The ideal writing format for mandatory exercises is classical scientific writing, such as the writing found in the peer-reviewed articles listed as reading material for this course (not textbooks and other pedagogical material). One of the objectives of this course is to practice and learn this kind of writing. A few tips:

  • Write things directly: Cut to the chase and avoid anything that is not essential. Test your own writing by answering the following question: “Is this the shortest, clearest, and most direct exposition of my ideas/analysis/etc.?”
  • Add structure: Don’t mix up description and analysis unless you know exactly what you are doing. For a data structure explain following things separately: The contents of the data structure, how to build it, how to query/update it, analysis of space, analysis of query/update time, and analysis of preprocessing time. For an algorithm explain separately what it does, analysis of time complexity, and analysis of space complexity.
  • Be concise: Convoluted explanations, excessively long sentences, fancy wording, etc. have no in place scientific writing. Do not repeat the problem statement.
  • Try to avoid pseudocode: Generally, aim for human readable description of algorithms  that can easily and unambiguously be translated into code.
  • Examples only as support: Do not explain your algorithms and data structures with an example. Only use examples as additionally illustration of your ideas.

How much do the mandatory exercises count in the final grade?

The final grade is an overall evaluation of your mandatory exercise and the oral exam combined. Thus, there is no precise division of these part in the final grade. However, expect that (in most cases, and under normal circumstances) the mandatory exercises account for a large fraction of the final grade, and the oral exam is a “fine tuning” of your scores in the mandatory exercises.

What do I do if I want to do a MSc/BSc thesis or project in Algorithms? 

Great! Algorithms is an excellent topic to work on 🙂 and Algorithms for Massive Data Sets is designed to prepare you to write a strong thesis. Some basic tips and points.

  • Let us know well in advance: Identifying an interesting problem in algorithms that matches your interest can take time. With enough time to go over the related litterature and study up on relevant topics your project will likely be more succesful.
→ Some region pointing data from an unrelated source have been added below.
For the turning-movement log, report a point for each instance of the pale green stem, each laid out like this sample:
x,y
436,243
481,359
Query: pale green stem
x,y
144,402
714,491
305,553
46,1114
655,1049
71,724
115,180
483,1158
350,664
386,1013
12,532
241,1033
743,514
It may also be a good idea to do an initial “warm up” project before a large thesis to test ideas or survey an area.
  • Join the community: It is very good idea to enter the local algorithms community at DTU to get a feel for what kind of stuff you could work on for your thesis and what thesis work algorithms is about. Talk to other students doing thesis work in algorithms. Join the algolog mailing list and go to algorithms talks. Also, we strongly encourage you to go to the thesis defenses in algorithms announced on the mailing lists.
  • Collaborate: We strongly encourage you to do your thesis in pairs. We think that having a collaborator to discuss with greatly helps in many aspects of thesis work in algorithms. Our experience confirms this.
  • No strings attached. Choosing a topic for your thesis is important. You are welcome to discuss master thesis topics with us without pressure to actually write your thesis in algorithms. We encourage you to carefully select your topic.